By order of January 7, 2000, following hearings conducted on January 3 and 6, 2000 before Judge McClellan, the court found that there had been a significant material change in circumstances since the September 16, 1999, hearing. With the respect to custody, the order provided as follows:
Relative to custody, the Husband shall have exclusive custody of Haley Nicole Rogers until she reaches maximum medical improvement. The parties shall have joint custody of Ashley Michelle Rogers, Brandon Keith Rogers, and Lindsey Rogers with these three children living with their Mother until such time as the Father establishes is permanent physical residence in Portland, Tennessee, at which time these three children shall then live with the Father with the Father being the primary custodian. The mother shall have visitation privileges with the minor children at that point in accordance with paragraphs 3, 4, and 5 of this Court's order of December 28, 1999. At the point that Haley reaches maximum medical improvement, her custody arrangement will then revert to joint custody and she will be allowed to live with her siblings with the Father and she will be permitted visitation with her mother in accordance with paragraphs 3, 4, and 5 of the December 28th order.
The order also revised the payment of child support among other things.
Having reviewed the transcript of the September 16, 1999, hearing before Judge Dender, which transcript was reviewed by Judge Dender prior to reaching his decision, we are unable to determine that Judge Dender reached the wrong decision in determining that there had not been a meeting of the minds of the parties and that there was no agreement between the parties.
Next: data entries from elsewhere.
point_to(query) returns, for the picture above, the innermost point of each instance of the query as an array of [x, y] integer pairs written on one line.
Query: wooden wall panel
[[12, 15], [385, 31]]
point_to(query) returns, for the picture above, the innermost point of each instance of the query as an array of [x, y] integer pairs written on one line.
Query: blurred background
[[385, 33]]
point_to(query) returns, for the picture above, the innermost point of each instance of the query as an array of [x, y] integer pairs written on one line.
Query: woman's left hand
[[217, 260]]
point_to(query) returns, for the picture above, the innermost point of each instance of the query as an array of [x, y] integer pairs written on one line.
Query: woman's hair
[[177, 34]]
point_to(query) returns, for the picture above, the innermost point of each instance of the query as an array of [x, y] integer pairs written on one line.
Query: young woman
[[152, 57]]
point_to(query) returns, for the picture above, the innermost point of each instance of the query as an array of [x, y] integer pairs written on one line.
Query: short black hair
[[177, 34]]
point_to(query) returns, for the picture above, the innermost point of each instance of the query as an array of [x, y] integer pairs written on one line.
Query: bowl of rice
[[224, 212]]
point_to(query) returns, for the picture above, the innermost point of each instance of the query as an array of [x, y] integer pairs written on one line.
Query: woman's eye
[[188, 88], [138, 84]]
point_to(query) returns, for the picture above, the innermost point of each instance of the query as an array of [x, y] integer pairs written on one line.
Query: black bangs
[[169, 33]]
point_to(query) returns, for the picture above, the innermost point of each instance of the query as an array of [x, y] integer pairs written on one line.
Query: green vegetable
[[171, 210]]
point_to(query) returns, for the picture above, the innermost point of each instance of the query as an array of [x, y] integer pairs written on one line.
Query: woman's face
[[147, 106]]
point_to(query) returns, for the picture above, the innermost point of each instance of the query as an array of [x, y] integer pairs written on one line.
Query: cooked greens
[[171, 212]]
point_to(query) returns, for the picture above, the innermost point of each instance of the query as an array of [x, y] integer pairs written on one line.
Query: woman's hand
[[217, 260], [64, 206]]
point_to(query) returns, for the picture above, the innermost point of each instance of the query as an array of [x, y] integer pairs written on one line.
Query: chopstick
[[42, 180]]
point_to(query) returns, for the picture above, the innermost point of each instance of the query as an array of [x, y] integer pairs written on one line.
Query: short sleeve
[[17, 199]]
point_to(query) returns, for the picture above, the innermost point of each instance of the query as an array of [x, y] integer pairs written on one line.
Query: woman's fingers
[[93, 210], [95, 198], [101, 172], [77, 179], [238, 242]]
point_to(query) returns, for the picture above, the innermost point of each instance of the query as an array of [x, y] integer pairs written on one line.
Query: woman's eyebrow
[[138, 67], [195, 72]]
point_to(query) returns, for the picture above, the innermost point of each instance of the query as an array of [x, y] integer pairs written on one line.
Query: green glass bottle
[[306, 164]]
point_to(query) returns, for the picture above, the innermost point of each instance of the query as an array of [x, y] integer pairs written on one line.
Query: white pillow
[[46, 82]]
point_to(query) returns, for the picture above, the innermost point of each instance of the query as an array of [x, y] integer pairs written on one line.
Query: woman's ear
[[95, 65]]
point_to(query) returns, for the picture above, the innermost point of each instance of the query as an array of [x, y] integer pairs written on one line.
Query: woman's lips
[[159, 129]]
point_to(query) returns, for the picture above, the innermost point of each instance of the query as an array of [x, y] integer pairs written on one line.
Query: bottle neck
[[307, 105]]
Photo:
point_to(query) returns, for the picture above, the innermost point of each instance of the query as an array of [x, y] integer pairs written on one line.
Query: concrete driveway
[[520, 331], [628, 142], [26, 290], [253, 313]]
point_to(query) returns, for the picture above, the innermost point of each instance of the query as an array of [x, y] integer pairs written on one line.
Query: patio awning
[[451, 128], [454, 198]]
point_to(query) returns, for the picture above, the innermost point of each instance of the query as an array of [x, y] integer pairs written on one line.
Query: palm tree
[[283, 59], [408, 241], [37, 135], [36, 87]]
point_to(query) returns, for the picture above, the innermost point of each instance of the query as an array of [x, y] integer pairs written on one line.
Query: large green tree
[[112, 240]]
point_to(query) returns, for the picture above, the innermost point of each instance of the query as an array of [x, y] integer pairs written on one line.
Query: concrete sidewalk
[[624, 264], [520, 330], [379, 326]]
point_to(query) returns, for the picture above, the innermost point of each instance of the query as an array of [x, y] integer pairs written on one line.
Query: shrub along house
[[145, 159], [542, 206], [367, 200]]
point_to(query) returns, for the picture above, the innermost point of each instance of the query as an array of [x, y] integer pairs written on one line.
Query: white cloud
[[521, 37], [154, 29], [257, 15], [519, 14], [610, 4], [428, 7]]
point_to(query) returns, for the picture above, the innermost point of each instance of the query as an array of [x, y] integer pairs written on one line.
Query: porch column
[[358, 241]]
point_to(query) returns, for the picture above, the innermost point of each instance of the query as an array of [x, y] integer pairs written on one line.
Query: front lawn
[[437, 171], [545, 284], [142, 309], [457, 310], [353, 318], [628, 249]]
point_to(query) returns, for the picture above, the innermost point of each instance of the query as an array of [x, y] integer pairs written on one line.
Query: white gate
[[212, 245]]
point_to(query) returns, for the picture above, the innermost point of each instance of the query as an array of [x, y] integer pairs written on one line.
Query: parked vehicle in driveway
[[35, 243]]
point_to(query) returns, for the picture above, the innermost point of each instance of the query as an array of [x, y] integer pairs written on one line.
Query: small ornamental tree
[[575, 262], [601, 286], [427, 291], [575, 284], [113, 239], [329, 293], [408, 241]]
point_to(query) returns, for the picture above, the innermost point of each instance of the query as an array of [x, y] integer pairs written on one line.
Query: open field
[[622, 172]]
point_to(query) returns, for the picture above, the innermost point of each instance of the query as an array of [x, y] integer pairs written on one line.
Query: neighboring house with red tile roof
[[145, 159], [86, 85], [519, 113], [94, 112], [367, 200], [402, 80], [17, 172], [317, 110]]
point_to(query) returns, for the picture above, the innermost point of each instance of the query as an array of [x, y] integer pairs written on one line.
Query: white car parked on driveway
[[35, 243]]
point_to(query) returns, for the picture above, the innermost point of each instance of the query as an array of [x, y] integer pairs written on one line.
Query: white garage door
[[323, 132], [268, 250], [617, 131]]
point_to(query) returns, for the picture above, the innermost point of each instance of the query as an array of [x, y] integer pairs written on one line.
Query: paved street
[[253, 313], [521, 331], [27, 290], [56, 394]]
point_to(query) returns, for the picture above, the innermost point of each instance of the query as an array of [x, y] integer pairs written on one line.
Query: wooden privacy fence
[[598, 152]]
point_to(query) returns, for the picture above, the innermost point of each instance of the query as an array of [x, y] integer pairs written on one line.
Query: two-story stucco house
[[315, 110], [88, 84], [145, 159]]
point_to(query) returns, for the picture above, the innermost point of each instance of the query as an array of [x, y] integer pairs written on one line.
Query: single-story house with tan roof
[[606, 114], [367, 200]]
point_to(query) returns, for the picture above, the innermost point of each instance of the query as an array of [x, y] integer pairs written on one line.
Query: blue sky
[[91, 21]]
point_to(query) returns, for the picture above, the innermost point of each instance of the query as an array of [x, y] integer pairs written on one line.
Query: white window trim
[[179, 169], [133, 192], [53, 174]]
We are unable to determine from the record why these matters were pending before two different judges. However, we are of the opinion that, when Judge McClellan entered his order of December 28, 1999, Judge Dender had conducted a hearing prior to that date on October 26, 1999 to consider Wife's request that the court find that all disputes had been resolved at the September 16, 1999 hearing. Although Judge Dender did not enter an order until January 18, 2000, at the time of the entry of Judge McClellan's order of December 28, 1999, the matter was still pending before Judge Dender to determine the validity of the September 1999 agreement. As we have noted, Judge Dender did determine that that agreement was not valid. We are of the further opinion that the order of December 28, 1999 should not have been entered while the issue of the validity of the agreement was still pending before Judge Dender. The outcome of Judge Dender's decision would determine the standard of review when the matter ultimately came before Judge McClellan. If the agreement were valid, the standard would be a change of circumstances, which was the standard that Judge McClellan applied in ultimately granting custody to the father. If the agreement was not valid, the standard would be that of comparative fitness and best interests of the children. See Bah v. Bah , 668 S.W.2d 663 (Tenn.Ct.App. 1983).
Having determined that Judge Dender was correct in his decision that the agreement announced in open court on September 16, 1999, was not valid because there was not a meeting of the minds between the parties due to the fact that major issues were unresolved, the hearing before Judge McClellan should have been conducted applying a standard of comparative fitness and best interests of the children. Therefore, the matter is remanded to the trial court to determine custody based on the standard of comparative fitness and best interests of the children and to determine any other issues raised by the pleading which the parties are unable to resolve prior to the hearing, with the exception of the order of Judge Goodall of May 28, 1999 declaring the parties to be divorced in accordance with T.C.A. § 36-4-219.
The costs of this appeal are taxed one-half to Jeanne Michelle Rogers Hudgens and one-half to Keith Allen Rogers, and their sureties, for which execution may issue if necessary.